After we were born, these pluripotent stem cells produced all of our blood cell lineages: lymphoid cells (lymphoid cell), myeloid cells (myeloid) and erythroid cell.
haemators have long been tracking the presence of HSC in embryos in the hope of reconstructing the process in the lab to provide a therapeutic source of blood cells.
but strangely, in embryos, blood production takes a different form. the first blood cells that appear in
have partially differentiated.
these so-called "targeted progenitors" produce only red and myelin cells, not lymphocyte cells, such as B-cells and T-cells in the immune system.
now, a new study led by George Q. Daley, dean of Harvard Medical School, illustrates the process. researchers at
Daley's lab wanted to know: Is nature deliberately suppressing blood cell pluitorin in early embryonic development? Could this provide clues as to how to restore dupability and more easily produce different blood cell types? To test these ideas, Daley, lead author Linda Vo and their colleagues first used induced pluripotent stem cells (ips cells) in the lab --- adult cells to return to the earliest differentiation stage satiatring--- produce targeted myelo-erythroid progenitors.
they then used short hairpin RNA to inhibit the expression of 20 different proteins one by one to screen for the inhibitory ploritoric factors in these cells.

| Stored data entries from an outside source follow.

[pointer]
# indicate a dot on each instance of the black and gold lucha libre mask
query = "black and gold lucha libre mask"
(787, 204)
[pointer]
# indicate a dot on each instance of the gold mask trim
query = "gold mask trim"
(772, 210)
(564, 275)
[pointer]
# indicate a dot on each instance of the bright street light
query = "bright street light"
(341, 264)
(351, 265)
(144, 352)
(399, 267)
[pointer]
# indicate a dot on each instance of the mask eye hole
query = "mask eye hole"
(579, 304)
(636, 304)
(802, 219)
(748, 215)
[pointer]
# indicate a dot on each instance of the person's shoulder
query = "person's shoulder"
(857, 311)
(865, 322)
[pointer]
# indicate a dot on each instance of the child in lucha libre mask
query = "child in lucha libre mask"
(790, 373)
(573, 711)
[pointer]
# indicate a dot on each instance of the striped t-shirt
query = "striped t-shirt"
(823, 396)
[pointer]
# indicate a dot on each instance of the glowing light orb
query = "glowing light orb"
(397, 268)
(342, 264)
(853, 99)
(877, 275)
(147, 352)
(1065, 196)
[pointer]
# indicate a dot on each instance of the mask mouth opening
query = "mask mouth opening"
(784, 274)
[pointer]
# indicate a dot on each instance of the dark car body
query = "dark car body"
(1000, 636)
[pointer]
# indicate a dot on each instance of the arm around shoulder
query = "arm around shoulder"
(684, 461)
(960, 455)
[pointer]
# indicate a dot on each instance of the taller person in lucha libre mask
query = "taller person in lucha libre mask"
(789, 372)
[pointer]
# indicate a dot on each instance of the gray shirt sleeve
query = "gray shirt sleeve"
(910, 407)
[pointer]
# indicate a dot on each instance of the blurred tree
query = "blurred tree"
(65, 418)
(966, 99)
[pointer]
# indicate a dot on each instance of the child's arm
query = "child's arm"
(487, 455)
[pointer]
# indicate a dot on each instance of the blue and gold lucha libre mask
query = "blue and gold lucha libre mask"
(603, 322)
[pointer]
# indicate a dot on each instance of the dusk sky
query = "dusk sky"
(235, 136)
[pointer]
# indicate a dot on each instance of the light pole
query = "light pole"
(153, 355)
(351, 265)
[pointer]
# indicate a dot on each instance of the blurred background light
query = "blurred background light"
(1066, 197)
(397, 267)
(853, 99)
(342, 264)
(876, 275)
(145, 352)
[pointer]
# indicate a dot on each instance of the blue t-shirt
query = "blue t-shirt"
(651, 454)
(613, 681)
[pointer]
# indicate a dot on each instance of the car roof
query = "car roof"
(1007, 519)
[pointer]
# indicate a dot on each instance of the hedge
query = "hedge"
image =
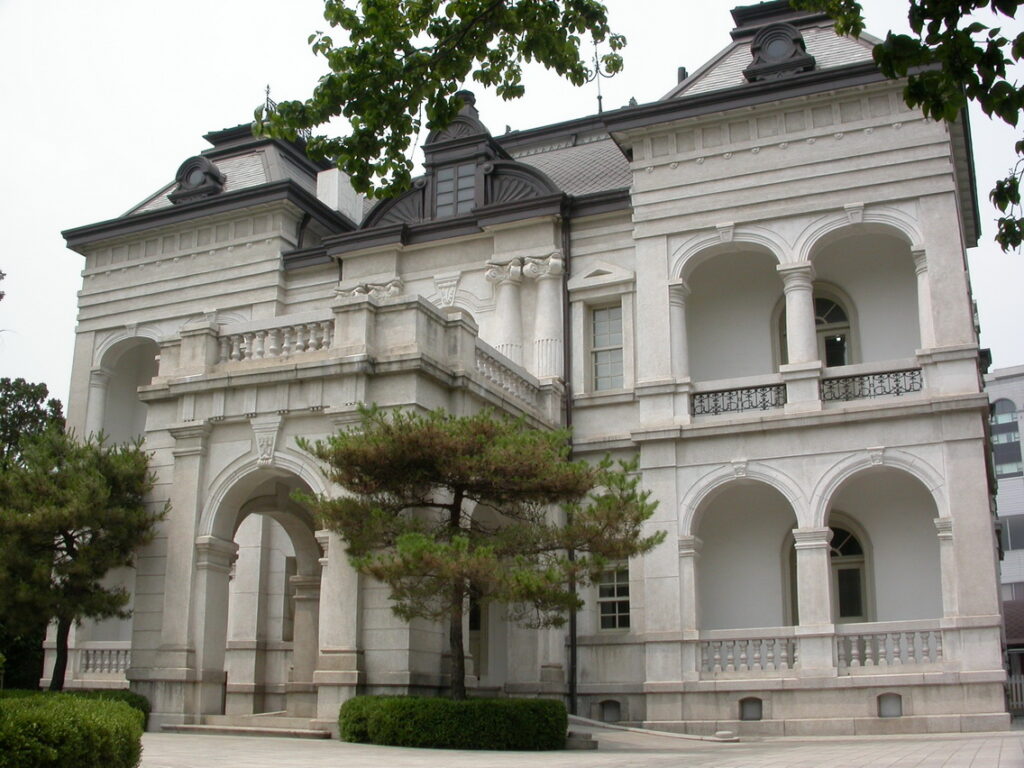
(58, 730)
(475, 724)
(135, 700)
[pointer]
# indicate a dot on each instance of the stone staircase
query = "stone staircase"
(264, 724)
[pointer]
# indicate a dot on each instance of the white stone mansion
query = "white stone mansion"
(757, 284)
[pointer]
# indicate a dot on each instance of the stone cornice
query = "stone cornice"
(289, 190)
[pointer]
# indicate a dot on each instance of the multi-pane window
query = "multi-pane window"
(613, 598)
(455, 189)
(1013, 532)
(606, 347)
(1006, 439)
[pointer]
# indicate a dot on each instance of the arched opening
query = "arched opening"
(129, 365)
(486, 623)
(728, 313)
(875, 270)
(889, 516)
(740, 580)
(850, 584)
(264, 635)
(835, 323)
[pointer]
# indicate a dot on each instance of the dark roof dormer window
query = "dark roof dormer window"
(197, 178)
(455, 189)
(778, 51)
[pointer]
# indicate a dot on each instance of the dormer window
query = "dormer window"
(455, 189)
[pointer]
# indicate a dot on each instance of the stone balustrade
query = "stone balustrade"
(504, 374)
(748, 654)
(103, 660)
(875, 649)
(278, 337)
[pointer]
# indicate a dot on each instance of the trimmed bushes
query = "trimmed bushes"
(62, 730)
(135, 700)
(441, 723)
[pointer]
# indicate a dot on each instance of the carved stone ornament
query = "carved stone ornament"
(446, 286)
(550, 266)
(265, 430)
(778, 51)
(510, 272)
(376, 290)
(197, 178)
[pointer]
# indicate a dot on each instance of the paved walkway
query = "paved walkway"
(621, 750)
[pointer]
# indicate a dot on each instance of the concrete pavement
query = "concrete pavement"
(620, 749)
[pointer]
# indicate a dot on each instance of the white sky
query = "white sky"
(102, 99)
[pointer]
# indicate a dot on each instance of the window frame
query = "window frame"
(616, 599)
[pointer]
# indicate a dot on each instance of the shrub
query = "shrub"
(56, 729)
(475, 724)
(135, 700)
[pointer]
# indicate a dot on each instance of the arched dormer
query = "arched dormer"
(466, 170)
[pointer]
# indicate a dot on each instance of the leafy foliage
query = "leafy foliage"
(64, 730)
(440, 506)
(70, 512)
(951, 59)
(403, 59)
(25, 412)
(440, 723)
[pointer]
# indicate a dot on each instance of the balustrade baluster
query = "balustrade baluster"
(300, 338)
(327, 334)
(273, 342)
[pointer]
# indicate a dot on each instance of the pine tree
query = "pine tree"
(415, 482)
(70, 512)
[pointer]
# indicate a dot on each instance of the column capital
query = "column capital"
(944, 526)
(678, 292)
(99, 377)
(811, 538)
(920, 260)
(502, 273)
(213, 553)
(546, 267)
(796, 275)
(689, 546)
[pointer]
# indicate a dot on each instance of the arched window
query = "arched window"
(833, 326)
(847, 556)
(849, 585)
(1006, 438)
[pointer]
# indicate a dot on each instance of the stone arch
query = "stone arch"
(883, 219)
(242, 475)
(706, 488)
(122, 338)
(847, 467)
(700, 248)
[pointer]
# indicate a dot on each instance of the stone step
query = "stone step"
(579, 740)
(263, 720)
(236, 730)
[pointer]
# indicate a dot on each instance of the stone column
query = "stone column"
(813, 598)
(798, 284)
(508, 338)
(947, 563)
(924, 299)
(339, 663)
(213, 566)
(95, 411)
(548, 316)
(803, 371)
(689, 606)
(300, 694)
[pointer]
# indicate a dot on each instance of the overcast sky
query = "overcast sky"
(102, 99)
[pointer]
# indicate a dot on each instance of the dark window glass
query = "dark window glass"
(849, 593)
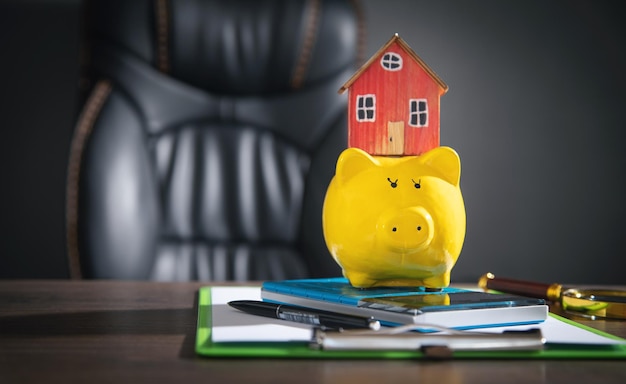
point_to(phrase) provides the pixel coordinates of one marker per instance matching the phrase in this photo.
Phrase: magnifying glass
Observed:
(592, 303)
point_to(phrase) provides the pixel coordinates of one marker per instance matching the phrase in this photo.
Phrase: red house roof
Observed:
(395, 39)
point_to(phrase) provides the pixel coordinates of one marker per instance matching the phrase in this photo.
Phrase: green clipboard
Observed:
(205, 347)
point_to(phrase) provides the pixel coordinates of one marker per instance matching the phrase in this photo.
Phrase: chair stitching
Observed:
(162, 35)
(307, 47)
(83, 131)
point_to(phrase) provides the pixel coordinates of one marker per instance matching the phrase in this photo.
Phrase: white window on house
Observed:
(391, 61)
(366, 108)
(418, 113)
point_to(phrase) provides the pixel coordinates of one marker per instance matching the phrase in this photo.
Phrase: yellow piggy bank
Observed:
(395, 221)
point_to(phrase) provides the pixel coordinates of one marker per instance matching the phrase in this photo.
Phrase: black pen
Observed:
(304, 315)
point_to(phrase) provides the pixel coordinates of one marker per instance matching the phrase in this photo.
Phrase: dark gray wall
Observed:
(537, 94)
(38, 82)
(536, 111)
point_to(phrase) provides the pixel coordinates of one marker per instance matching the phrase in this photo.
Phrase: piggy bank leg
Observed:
(360, 280)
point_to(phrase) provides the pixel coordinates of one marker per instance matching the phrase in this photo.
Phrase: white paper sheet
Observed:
(231, 325)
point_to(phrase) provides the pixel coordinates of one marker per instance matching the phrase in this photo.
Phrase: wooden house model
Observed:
(394, 103)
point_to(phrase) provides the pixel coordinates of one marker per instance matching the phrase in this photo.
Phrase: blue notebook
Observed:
(451, 307)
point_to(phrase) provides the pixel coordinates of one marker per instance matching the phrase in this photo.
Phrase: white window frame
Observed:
(365, 108)
(387, 60)
(417, 113)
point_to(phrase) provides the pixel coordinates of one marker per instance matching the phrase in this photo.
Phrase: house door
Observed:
(395, 138)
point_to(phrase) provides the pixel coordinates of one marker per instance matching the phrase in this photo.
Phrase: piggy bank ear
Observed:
(446, 161)
(351, 162)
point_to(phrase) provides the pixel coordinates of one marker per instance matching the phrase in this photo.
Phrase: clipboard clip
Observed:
(432, 344)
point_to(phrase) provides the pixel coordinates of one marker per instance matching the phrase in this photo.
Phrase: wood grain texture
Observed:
(142, 332)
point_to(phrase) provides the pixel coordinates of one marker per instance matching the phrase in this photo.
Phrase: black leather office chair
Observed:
(209, 137)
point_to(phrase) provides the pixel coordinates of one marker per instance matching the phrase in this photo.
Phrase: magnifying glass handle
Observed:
(550, 292)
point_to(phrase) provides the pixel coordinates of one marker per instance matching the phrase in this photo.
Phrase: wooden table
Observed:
(136, 332)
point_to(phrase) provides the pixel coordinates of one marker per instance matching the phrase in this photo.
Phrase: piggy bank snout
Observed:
(408, 229)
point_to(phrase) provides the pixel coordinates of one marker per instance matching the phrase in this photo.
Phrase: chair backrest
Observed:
(208, 138)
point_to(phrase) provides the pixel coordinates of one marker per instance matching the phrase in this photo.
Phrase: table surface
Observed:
(107, 331)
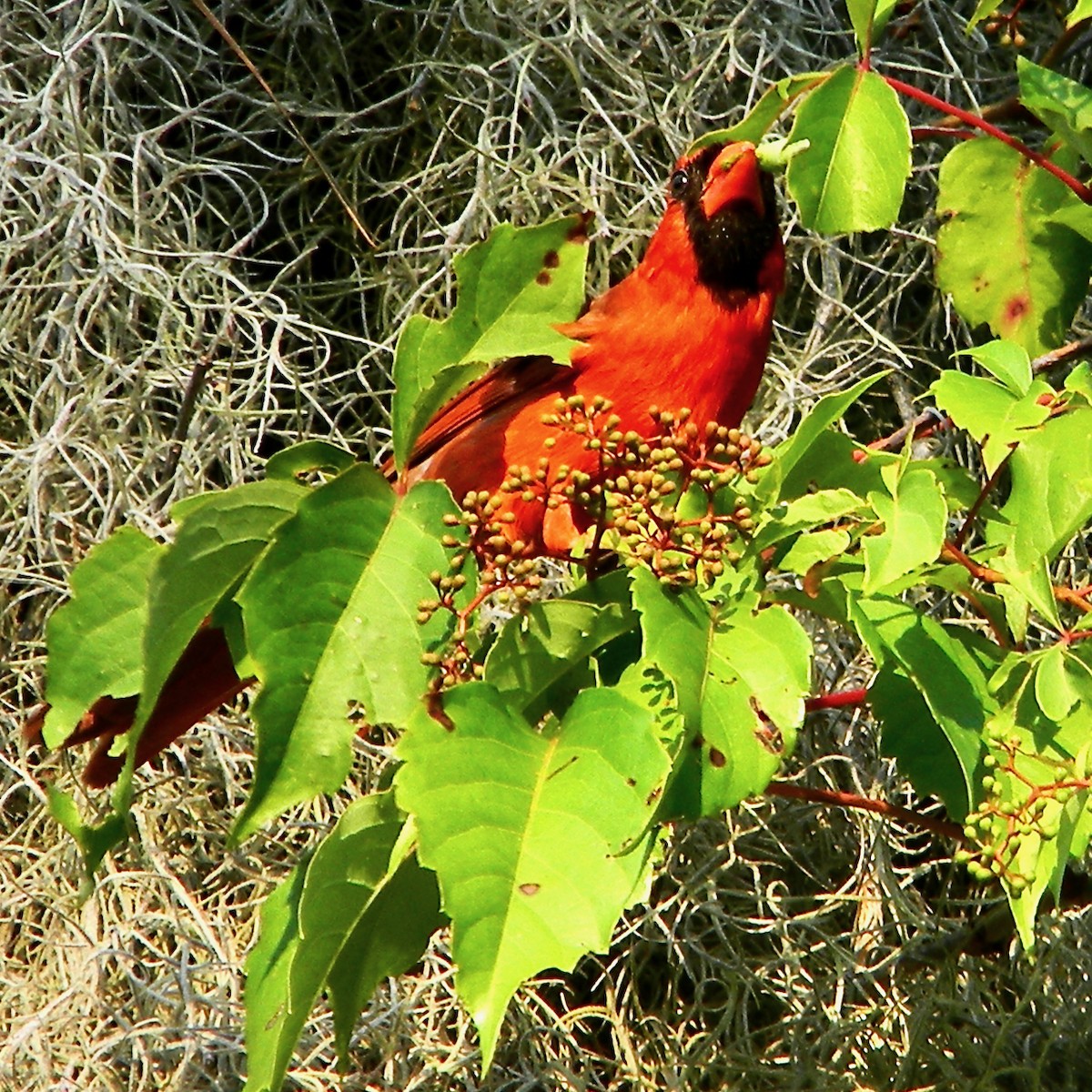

EZH1: A target for blood cells? As the new study reports, the researchers screened for a protein called EZH1.
when this protein is inhibited, these targeted protocells gain the ability to differentiate into B-cells and T-cells.
they went on to confirm that mouse embryos lacking EZH1 developed HSC earlier and more robustly. further experiments
showed that EZH1 inhibited the expression of genes involved in HSC, lymphocyte production and T-cell activation. "EZH1 provides molecular clues as to how the pluripoterate of embryonic blood progenitor cells is inhibited," said
Daley.
" a team he led recently successfully used ips cells for the first time to produce HSC and other blood progenitor cells.
"these new insights will not only help explain a fascinating challenge in developmental biology, but will also help us transform HSC and T cell populations in vitro.
this may then promote the production of 'off-the-shelf' T-cells for immunotherapy.
"Although we now know how disincentive is inhibited, it remains an open question of how it is inhibited, " he said. "The embryo needs red blood cells to carry oxygen and some myelin cells, but it doesn't need lymphocytes because it depends on the mother's immune system,"
Daley said.
nature is very stingy here.
References: Linda T.Vo, Melissa A. Kinney, Xin Liu et al. Regulation of the pomatopoietic multipotency by EZH1. Nature, Published online: 17 January 2018, doi: 10.1038/nature25435.